Dick and Pat credit Seattle Pacific for much of their spiritual growth and maturation. As students, Dick was an economics major and Pat was a family and consumer sciences major.

“I spent four years at SPU learning everything about the Christian life,” Dick says. “I always knew I’d be in business, but it was the spiritual experience that truly shaped my life. I received training through Campus Crusade and even had the opportunity to lead my mother to the Lord at the World’s Fair in 1962.”

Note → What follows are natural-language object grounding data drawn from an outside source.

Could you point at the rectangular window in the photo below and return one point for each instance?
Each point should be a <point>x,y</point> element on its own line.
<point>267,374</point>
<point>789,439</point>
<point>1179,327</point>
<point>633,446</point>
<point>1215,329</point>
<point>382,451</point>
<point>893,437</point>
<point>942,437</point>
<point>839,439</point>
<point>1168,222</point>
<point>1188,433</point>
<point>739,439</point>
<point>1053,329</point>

Alan, who studied business administration, also relies upon the skills he learned from SPU faculty members such as Professor of Business Ethics Kenman Wong as he leads GloryBee in his parents’ footsteps.

“What really solidified my interest in business and management was a class called Business Ethics,” he says. “It was earth-shattering for me to think about how to integrate business and faith — to walk the same walk at work as you do at home and personally.”

As Dick reflects on 38 years of GloryBee history, he is most proud of a single program: Lunch with the President. Each one of GloryBee’s 170 employees is invited to make a one-on-one connection with him over lunch, as often as the rotation of employees allows. No matter the position, each and every member of the GloryBee staff has a voice and knows their value.

“This has grown to a tremendous team of employees that really keep this alive,” says Pat. “It’s not Dick and Pat and their children. It’s a team that God has brought, and they have a strong voice in how the company moves forward.”

The journey to GloryBee’s success has been long and challenging, as many small-business owners will understand. But Dick and Pat, and now Alan, maintain that the business has provided more opportunities than they ever imagined to bear witness to the goodness of God.

“When you receive blessings, you’re not supposed to stow them away, you’re supposed to share them,” Alan says. “Everybody’s important, nobody is more important than somebody else, and that’s how we strive to lead GloryBee.”